The European Union proposed rules for a uniform system allowing consumers to sue over price-fixing in a plan that stops short of forcing nations to allow group lawsuits.

Proposals on private-enforcement actions will seek to remove practical difficulties that victims frequently face when they try to receive compensation, the European Commission said in an e-mailed statement today.

“The right to claim compensation before national courts exists in all EU member states, but businesses and citizens are not always able to exercise it in practice,” Competition Commissioner Joaquin Almunia said in the statement. “Today’s proposal seeks to remove these obstacles.”

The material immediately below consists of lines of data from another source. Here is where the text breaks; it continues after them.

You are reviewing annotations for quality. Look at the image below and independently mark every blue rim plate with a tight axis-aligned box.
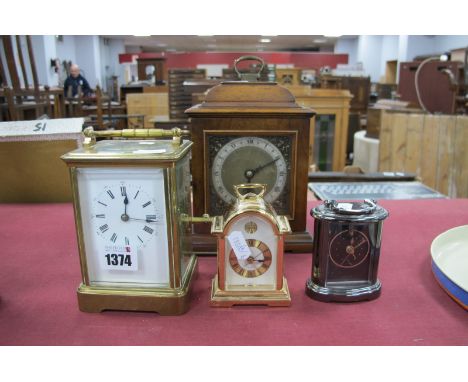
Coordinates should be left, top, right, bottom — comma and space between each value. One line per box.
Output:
431, 225, 468, 310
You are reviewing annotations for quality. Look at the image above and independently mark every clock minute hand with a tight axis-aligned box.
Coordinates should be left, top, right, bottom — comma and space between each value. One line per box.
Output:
252, 157, 280, 175
244, 157, 280, 183
128, 217, 156, 223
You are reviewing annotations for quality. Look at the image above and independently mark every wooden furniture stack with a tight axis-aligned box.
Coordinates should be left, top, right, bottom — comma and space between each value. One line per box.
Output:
379, 112, 468, 198
398, 60, 465, 114
287, 86, 352, 171
127, 93, 169, 129
320, 75, 371, 115
169, 69, 206, 119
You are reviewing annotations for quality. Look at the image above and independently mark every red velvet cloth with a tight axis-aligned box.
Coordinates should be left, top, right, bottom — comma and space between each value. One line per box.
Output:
0, 199, 468, 345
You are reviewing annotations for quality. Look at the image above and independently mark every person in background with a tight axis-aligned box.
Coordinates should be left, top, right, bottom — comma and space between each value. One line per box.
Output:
63, 64, 92, 97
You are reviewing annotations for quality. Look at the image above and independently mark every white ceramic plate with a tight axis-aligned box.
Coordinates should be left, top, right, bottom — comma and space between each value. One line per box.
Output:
431, 225, 468, 310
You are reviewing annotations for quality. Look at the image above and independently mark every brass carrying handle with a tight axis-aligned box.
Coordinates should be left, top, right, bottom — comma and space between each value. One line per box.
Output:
83, 126, 190, 146
234, 183, 267, 200
234, 56, 265, 78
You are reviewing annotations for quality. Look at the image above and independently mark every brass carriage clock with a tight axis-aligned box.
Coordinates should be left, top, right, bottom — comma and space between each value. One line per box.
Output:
306, 199, 388, 302
211, 184, 291, 307
62, 128, 197, 315
186, 57, 314, 253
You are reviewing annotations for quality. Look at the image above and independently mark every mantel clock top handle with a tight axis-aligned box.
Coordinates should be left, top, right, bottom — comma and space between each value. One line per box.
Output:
234, 183, 267, 200
83, 126, 190, 147
234, 56, 265, 81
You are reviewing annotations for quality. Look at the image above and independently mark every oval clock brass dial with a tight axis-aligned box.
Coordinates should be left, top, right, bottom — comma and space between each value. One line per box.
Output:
329, 229, 370, 268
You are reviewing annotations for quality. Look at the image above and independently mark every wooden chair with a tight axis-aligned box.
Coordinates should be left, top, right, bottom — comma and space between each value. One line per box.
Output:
0, 35, 62, 121
3, 86, 52, 121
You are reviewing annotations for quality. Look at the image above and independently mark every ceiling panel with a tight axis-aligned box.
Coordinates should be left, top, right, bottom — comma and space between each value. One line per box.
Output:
103, 35, 355, 52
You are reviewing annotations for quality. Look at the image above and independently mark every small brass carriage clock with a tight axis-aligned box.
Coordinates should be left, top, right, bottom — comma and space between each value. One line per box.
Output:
62, 128, 197, 315
211, 184, 291, 307
306, 199, 388, 301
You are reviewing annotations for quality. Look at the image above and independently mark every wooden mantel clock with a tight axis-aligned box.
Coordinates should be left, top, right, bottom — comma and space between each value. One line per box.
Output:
186, 57, 314, 253
62, 128, 197, 315
211, 184, 291, 307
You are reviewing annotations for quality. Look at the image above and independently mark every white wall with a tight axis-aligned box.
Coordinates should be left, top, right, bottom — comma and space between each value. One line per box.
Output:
357, 35, 382, 82
99, 37, 125, 91
31, 35, 58, 86
380, 35, 399, 80
434, 36, 468, 53
75, 36, 102, 88
334, 37, 358, 65
57, 36, 76, 63
406, 36, 437, 61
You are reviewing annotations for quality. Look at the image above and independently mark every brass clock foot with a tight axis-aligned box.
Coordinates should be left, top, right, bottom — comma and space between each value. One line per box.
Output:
306, 278, 382, 302
210, 276, 291, 308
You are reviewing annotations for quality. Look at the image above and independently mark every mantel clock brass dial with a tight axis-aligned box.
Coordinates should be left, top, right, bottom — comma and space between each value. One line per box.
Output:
206, 131, 296, 218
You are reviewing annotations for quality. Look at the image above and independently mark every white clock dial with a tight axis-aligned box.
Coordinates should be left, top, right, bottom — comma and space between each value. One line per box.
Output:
77, 167, 169, 287
211, 137, 288, 204
91, 184, 161, 247
225, 214, 278, 290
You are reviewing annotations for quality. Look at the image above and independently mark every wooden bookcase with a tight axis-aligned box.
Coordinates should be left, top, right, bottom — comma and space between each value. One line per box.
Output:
287, 86, 352, 171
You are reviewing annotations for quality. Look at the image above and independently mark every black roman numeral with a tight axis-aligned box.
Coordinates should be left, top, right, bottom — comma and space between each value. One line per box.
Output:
143, 225, 154, 235
146, 215, 156, 223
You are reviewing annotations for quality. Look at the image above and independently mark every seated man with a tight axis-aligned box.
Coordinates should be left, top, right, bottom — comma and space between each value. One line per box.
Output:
63, 64, 92, 97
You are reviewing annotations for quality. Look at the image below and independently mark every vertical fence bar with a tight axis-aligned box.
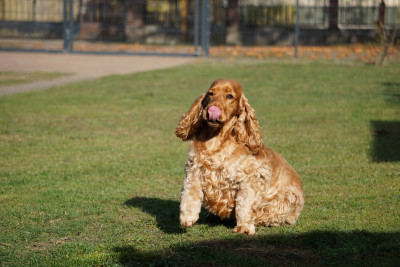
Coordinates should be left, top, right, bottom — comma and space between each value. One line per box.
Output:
294, 0, 300, 58
68, 0, 74, 52
201, 0, 211, 56
193, 0, 200, 55
63, 0, 68, 53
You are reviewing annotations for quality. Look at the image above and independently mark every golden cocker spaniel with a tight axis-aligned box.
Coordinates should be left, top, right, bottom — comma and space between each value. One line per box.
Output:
175, 79, 304, 235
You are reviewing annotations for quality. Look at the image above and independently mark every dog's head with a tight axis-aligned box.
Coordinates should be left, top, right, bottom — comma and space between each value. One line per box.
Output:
201, 79, 243, 128
175, 79, 264, 154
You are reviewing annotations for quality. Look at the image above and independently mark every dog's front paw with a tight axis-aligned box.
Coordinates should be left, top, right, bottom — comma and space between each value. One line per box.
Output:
179, 214, 198, 227
233, 224, 256, 235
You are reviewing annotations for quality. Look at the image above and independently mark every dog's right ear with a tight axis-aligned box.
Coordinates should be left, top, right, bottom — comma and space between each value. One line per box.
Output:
175, 93, 206, 141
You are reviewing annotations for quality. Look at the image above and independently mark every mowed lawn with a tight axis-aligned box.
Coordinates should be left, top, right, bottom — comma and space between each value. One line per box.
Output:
0, 61, 400, 266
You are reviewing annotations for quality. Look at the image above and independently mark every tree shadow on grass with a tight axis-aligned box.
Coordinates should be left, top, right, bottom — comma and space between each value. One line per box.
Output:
370, 121, 400, 162
125, 197, 235, 234
125, 197, 185, 234
114, 231, 400, 266
370, 82, 400, 162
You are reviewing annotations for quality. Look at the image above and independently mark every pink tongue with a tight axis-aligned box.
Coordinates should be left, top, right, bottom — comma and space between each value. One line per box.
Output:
208, 106, 221, 121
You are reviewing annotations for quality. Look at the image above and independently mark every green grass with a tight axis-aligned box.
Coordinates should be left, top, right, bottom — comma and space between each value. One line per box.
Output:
0, 71, 67, 86
0, 61, 400, 266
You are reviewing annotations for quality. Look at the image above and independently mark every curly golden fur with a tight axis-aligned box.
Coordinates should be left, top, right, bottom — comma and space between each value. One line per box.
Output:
175, 79, 304, 234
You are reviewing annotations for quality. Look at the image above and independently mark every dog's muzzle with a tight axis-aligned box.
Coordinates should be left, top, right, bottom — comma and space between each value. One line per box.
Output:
207, 106, 222, 121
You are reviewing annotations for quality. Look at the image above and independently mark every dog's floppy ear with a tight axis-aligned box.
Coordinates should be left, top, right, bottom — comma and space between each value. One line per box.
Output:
232, 94, 264, 154
175, 93, 206, 141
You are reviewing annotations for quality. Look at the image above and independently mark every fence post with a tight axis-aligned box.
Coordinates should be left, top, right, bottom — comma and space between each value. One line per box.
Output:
193, 0, 200, 55
201, 0, 211, 56
294, 0, 300, 58
63, 0, 69, 53
68, 0, 74, 52
63, 0, 74, 53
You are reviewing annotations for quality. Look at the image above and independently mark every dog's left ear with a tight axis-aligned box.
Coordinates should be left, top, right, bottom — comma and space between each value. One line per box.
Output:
175, 93, 206, 141
233, 94, 264, 154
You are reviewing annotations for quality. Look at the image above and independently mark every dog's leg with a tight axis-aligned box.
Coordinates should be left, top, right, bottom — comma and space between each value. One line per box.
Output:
179, 171, 204, 227
233, 186, 256, 235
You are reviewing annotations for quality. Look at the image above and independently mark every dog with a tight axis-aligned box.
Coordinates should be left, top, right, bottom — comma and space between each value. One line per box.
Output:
175, 79, 304, 235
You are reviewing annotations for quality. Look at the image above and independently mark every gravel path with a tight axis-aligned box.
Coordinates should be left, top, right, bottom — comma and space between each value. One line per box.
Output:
0, 52, 195, 97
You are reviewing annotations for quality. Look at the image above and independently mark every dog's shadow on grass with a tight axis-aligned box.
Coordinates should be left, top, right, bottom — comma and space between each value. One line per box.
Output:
125, 197, 235, 234
125, 197, 185, 234
113, 230, 400, 266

Private-damages lawsuits are rare in national courts across Europe and the Brussels-based commission has championed such complaints as a way to compensate victims of cartels ranging from plots to fix air-cargo fuel and security surcharges to the price of television tubes.

While the commission’s main proposal avoided the kind of group lawsuits that are sometimes compared to U.S. class- actions, a separate non-binding recommendation suggested allowing some kind of “collective redress” for antitrust, data-protection, consumer and environmental cases. Sixteen of the EU’s 27 member states have national collective redress systems in place.

Collective Redress

EU nations “have very different legal traditions in collective redress and the commission wants to respect these,” said Justice Commissioner Viviane Reding in an e-mailed statement. “Our initiative aims to bring more coherence when EU law is at stake.”

In the last seven years, price-fixing victims have filed damages actions in only 25 percent of cases of antitrust violations found by the EU, according to the commission. In most cases, the suits were brought by large companies and in countries where the rules are seen as more favorable, such as in the U.K., the Netherlands and Germany.

“The commission’s proposal is aimed at bringing compensation to those who suffered harm and not, as in some other jurisdictions, as a tool for punishment and deterrence of those who breach the antitrust rules,” the EU said.

Under the plans, national courts would also have the power to order companies to disclose evidence when victims claim compensation.